As companies from LVMH Moet Hennessy Louis Vuitton SE to Kering SA increasingly sell online, top brands are stepping up efforts to combat Web sales of counterfeit and grey-market goods. Gucci owner Kering sued China’s largest e-commerce operator for allegedly facilitating the sale of dodgy products. U.K. handbag maker Mulberry Group Plc and others use technology to take down links to websites selling fakes.

The push comes as a new generation of consumers turn to social media to shop as well as to show off, and as criminals target the same bona fide customers as luxury-goods makers themselves. At stake is as much as $82 billion of sales that Frontier Economics predicts will be lost to intellectual property breaches this year.

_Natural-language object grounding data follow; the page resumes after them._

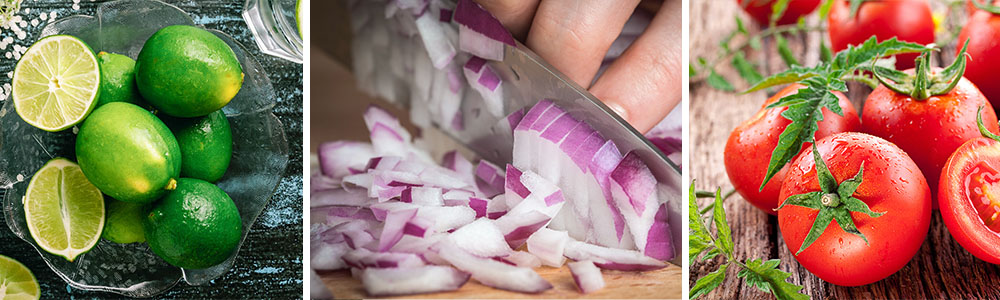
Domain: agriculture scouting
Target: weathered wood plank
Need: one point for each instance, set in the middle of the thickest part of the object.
(941, 269)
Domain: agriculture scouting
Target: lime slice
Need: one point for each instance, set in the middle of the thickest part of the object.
(16, 281)
(65, 212)
(56, 83)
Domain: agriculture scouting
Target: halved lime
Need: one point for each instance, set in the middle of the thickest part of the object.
(65, 212)
(16, 281)
(56, 83)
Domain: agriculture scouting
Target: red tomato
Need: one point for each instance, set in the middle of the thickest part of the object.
(983, 33)
(966, 195)
(931, 129)
(748, 150)
(760, 10)
(891, 184)
(908, 20)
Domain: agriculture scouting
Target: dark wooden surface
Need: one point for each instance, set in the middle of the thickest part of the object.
(269, 265)
(940, 270)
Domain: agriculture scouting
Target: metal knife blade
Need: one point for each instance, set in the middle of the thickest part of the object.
(528, 79)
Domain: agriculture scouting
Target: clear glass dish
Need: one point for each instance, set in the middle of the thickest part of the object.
(260, 154)
(275, 27)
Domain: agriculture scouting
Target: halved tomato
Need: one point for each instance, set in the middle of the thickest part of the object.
(969, 196)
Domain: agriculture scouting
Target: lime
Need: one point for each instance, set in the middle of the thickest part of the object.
(16, 281)
(206, 145)
(117, 79)
(128, 153)
(185, 71)
(195, 226)
(124, 222)
(64, 211)
(56, 83)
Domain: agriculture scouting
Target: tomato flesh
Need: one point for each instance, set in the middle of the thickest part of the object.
(983, 186)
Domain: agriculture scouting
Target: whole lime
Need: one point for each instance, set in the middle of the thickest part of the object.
(117, 79)
(128, 153)
(123, 223)
(185, 71)
(206, 145)
(195, 226)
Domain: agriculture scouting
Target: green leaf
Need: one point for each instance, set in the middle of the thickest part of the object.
(746, 69)
(725, 240)
(786, 53)
(709, 282)
(766, 276)
(826, 180)
(718, 82)
(824, 10)
(695, 226)
(825, 54)
(793, 74)
(823, 219)
(810, 200)
(778, 10)
(696, 245)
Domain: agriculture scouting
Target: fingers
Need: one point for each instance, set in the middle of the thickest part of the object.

“The Internet has become a place where people will buy 5,000-pound ($7,800) watches and 2,000-pound handbags,” said Charlie Abrahams, senior vice president of worldwide sales at anti-counterfeit technology provider MarkMonitor. “The challenge is, on the Internet, it’s very difficult for the consumer to tell if they’re buying the real thing.”

MarkMonitor is owned by Thomson Reuters, which competes with Bloomberg LP, the parent company of Bloomberg News, in providing news and information.

Poster Child

Twitter Inc. introduced a “Buy” button in September, allowing brands to sell directly via the microblogging service. Nine out of 10 suspect links are on social media, according to French startup Data & Data, which says it can detect as many as 10,000 cases a week per client using algorithms to process big data.

Until recently, one of the biggest issues facing brand owners was the sheer volume of infringements online as too-good- to-be true prices made it relatively easy to spot bogus bags and shoes. But the perpetrators are now producing better quality copies and charging more, fooling customers and posing a greater risk to the reputations of genuine manufacturers.

“A 50-buck Louis Vuitton handbag used to be the poster child for counterfeit goods,” said Louise Nash, managing partner at law firm Covington & Burling LLP in London. “In the past few years, pirates have realized they can make thousands of bucks a pop producing something close to a Mulberry bag.”

Mulberry, which uses MarkMonitor’s software to scan the Internet for counterfeits, says it has taken down 3,321 websites selling fake merchandise in the 24 months to March 2015. MarkMonitor seeks to cut off the problem at the source by isolating the handful of criminals behind many thousands of illegitimate sites, according to Abrahams.